“Of course,” Myra agreed. “We will love all donuts equally, but the Puffin Muffin’s most of all.”
Jean rolled her eyes and placed the bag next to the coffee pot. “Don’t get into trouble.” She pointed at me. Then she pointed at Crow. “If you do anything, or don’t do anything to make her get into trouble, I will handcuff you to Odin. Without your silly hat.”
“Clever hat, you mean? The umbrella hat that keeps me dry? The hat that is a fashion statement that is totally trending? That hat?”
Jean pulled on her coat, flipped up the hood and pointed at it, like she was reminding him there were, indeed non-silly hats in the world. Then she strolled out into the light drizzle.
As soon as the door clicked shut, Myra and I were elbowing each other in a race to the bag of fritters.
She threw some sweet elbow blocking moves I’d never seen her use before and got there before me. She held the bag in her fist like a war prize. “Tell me what’s in the letter.”
“Not happening. Not even for those donuts.”
“Plus,” Crow said, “they are giving out free samples today. Delaney could just go get more for herself.”
Myra shot him a death glare. Crow smiled. “See how helpful I am?”
Trickster. Always trying to stir up trouble. We Reed girls got into enough of it on our own.
I knew how to solve the donut dilemma. Blackmail. “I’ll tell Jean you ate them all.”
“Seriously? You’d tattle?”
“Or, we could split the remaining donuts and never speak of it again.” I held out my hand. She looked at it for a moment, then took it in a firm handshake.
“Deal.”
“What about me?” Crow whined.
“They’re free. Get your own samples.”
Chapter 7
I had a day to kill before I could go meet my anonymous pen pal behind the diner, so I decided to check in with Old Rossi. I had a couple questions about that vampire-only telepathy that connected the members of his clan.
Had he felt Sven die? Had any other vampire?

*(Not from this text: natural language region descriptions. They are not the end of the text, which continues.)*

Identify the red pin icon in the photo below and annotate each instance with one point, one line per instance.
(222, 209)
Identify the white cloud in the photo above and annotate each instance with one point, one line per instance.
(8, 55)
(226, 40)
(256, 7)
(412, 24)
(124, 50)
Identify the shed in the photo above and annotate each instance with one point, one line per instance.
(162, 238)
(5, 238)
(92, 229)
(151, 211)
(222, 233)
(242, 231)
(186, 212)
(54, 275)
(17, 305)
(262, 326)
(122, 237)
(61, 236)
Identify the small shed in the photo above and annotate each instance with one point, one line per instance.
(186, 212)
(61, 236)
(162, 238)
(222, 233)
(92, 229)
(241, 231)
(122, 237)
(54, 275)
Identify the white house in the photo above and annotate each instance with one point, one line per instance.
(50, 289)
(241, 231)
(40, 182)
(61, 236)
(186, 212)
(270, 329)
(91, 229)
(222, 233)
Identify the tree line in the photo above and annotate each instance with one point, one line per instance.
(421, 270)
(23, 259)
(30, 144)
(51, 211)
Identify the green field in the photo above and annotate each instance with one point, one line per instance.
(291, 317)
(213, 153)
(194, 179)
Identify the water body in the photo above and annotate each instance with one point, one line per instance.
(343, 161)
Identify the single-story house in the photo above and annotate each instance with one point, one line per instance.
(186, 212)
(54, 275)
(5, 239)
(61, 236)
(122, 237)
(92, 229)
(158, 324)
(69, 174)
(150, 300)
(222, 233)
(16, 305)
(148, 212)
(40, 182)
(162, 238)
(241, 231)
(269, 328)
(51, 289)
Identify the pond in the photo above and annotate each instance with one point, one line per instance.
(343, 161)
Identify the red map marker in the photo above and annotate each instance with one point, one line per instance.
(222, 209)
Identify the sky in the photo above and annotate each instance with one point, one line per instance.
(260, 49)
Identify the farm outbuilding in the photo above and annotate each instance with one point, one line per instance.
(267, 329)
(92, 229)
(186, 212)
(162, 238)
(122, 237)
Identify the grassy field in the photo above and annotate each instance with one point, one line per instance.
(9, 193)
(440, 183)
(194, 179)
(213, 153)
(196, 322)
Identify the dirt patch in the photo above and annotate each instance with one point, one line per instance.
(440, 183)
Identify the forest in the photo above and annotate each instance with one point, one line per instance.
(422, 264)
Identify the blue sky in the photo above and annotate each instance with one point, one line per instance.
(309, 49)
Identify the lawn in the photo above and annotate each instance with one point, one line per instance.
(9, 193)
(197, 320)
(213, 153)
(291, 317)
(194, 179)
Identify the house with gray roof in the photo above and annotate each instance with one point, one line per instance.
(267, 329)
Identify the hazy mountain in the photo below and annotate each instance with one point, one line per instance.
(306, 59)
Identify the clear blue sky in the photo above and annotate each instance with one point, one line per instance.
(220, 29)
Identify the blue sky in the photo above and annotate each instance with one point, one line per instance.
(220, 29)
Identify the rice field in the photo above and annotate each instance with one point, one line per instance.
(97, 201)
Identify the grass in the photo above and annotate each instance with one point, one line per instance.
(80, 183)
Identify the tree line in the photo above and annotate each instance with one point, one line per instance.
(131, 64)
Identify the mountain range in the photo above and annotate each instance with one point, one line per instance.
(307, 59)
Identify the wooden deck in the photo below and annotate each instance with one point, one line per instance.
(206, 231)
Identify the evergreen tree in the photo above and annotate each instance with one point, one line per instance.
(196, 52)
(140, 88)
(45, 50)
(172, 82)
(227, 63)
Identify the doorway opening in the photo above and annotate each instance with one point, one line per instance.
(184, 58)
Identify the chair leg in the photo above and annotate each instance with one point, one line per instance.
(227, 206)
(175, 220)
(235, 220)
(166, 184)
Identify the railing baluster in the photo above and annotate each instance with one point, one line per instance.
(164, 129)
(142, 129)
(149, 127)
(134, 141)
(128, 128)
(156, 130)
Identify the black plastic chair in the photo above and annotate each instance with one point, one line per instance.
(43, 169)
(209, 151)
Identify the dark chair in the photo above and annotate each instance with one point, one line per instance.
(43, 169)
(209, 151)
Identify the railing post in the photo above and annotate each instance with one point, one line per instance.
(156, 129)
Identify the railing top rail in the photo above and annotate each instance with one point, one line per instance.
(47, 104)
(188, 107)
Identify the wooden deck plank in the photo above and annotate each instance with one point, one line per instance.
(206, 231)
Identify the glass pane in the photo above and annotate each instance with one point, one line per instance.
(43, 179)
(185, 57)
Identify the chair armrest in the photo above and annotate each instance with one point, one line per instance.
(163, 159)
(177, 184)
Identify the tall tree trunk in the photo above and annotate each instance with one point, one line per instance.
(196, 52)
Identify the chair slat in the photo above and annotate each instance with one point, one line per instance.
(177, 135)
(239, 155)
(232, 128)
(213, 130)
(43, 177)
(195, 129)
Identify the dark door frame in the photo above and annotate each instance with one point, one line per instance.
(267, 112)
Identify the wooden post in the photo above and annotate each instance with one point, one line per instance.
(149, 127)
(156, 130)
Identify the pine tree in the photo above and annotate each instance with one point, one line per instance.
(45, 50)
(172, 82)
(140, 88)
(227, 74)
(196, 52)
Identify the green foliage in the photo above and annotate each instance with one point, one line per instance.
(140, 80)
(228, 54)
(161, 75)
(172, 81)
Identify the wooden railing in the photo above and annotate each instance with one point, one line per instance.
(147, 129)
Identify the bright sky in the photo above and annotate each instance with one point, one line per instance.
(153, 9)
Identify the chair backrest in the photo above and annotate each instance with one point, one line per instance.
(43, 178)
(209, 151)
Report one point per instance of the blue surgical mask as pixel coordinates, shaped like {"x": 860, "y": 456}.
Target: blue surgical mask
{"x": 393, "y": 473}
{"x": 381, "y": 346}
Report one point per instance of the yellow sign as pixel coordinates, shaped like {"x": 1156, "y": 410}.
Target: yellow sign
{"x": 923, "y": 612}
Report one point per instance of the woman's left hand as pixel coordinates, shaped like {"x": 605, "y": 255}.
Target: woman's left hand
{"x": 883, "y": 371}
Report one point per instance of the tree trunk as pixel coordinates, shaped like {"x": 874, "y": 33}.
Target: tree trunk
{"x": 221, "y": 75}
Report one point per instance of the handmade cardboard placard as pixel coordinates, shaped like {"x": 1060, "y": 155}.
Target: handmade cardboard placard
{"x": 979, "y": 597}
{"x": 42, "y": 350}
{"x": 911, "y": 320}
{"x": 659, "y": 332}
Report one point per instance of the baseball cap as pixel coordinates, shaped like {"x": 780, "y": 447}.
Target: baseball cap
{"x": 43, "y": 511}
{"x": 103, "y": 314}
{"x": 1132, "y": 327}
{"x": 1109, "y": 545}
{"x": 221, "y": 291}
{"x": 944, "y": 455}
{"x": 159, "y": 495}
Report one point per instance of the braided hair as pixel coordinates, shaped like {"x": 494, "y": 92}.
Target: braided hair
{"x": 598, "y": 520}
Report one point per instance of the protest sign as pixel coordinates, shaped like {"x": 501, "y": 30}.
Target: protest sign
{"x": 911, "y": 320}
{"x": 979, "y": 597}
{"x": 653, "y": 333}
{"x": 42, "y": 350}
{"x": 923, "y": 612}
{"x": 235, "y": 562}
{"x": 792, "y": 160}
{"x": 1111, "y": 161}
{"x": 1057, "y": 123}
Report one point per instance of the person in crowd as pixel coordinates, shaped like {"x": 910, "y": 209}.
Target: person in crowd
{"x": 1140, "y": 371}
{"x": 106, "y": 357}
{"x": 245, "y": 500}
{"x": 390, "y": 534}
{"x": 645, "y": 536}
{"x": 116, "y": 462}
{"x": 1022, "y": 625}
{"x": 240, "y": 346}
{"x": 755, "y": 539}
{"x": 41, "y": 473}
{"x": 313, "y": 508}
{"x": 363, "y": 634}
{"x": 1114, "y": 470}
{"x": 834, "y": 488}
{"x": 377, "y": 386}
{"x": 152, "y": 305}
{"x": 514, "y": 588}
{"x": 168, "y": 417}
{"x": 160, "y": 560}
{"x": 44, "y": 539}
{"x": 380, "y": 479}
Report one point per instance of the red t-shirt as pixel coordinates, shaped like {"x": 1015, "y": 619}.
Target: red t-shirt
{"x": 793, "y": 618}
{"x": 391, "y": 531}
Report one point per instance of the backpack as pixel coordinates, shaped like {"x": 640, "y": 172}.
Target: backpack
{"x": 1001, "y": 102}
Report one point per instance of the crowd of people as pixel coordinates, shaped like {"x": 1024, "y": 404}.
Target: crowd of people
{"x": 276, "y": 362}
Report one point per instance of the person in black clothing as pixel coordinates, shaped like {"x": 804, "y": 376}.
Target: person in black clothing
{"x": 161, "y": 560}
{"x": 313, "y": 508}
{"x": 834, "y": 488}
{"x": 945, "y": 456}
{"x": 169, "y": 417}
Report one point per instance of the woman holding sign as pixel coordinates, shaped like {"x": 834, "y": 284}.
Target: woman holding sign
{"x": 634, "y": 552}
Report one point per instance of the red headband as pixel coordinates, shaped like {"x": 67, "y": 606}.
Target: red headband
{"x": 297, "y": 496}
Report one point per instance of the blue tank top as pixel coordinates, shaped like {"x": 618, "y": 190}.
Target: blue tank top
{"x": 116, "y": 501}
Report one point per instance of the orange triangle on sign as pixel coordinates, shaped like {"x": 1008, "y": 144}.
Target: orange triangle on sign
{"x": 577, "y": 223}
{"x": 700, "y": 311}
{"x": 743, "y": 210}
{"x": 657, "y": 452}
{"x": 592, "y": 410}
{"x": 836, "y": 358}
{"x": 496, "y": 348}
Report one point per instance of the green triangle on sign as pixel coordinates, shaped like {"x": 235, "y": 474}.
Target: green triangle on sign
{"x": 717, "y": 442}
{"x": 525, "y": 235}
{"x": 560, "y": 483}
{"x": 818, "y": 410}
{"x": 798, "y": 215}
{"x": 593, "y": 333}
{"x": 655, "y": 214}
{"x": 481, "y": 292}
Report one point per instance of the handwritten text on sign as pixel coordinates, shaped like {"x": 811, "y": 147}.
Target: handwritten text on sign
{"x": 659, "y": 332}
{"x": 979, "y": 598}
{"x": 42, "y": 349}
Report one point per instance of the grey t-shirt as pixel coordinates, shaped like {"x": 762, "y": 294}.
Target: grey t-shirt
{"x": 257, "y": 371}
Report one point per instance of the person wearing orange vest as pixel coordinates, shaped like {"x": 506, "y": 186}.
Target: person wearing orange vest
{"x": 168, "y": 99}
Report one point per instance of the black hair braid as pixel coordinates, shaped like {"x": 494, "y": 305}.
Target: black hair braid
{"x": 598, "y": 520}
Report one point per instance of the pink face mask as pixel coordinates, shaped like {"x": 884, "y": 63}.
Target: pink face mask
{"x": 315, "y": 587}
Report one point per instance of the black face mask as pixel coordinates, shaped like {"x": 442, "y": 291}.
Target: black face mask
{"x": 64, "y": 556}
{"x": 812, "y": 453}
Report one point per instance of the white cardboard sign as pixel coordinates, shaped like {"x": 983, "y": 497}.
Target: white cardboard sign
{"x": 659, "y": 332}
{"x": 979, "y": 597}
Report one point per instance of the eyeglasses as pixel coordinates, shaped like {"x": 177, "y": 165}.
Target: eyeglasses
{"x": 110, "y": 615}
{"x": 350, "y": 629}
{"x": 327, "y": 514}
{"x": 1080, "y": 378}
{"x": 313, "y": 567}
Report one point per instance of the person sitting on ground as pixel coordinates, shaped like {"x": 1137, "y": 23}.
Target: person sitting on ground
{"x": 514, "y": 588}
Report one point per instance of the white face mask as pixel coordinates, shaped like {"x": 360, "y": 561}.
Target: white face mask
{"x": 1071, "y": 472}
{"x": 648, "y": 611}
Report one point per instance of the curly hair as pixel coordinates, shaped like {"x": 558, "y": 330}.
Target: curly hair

Had they heard his final thoughts, or had they seen through his eyes?
Was there a chance someone in town had seen or heard Sven’s killer?
Old Rossi held a number of classes each day. Usually things like yoga, meditation, and lately some kind of Zen scribbling. Calling ahead would have only gotten me his answering machine. I drove to his house.
Crow was in the passenger side of my Jeep. Since I’d lost the rock-paper-scissors to Myra, I was his default babysitter.
“You’re telling me you’re not dating Ryder?” Crow apparently didn’t know when to let a subject die.
I listened to the intermittent shush of windshield wipers while we stopped at the red light. Vacationers of the hearty Oregon variety walked the sidewalks, making the best of their beach stay with window shopping, hot caramel corn, wine and beer tastings.
I caught a glimpse of Chris Lagon, our local gill-man and owner of Jump Off Jack Brewery, wearing a tank-top and shorts, walking toward a coffee shop and looking happy as a gill-man in the rain.
The town’s three Furies—Al, Tisi, and Meg—laughed and shoved each other as they roller skated across the crosswalk. They wore roller derby shorts that showed off their dark legs and light jackets. They must be practicing for the Cake and Skate coming up. I wondered how Bertie had roped them into it.
Something bright and odd moved up ahead and I squinted at the man exiting a shop as I realized what theitwas. An umbrella hat. The person beneath it was tall and lean, and walked with the perfect posture I’d only seen Death carry off.
Great. Now Death had an umbrella hat. I hoped Crow hadn’t seen him.
“We’re not dating. You can get off that subject now.”
“Not dating doesn’t mean you don’t love him.”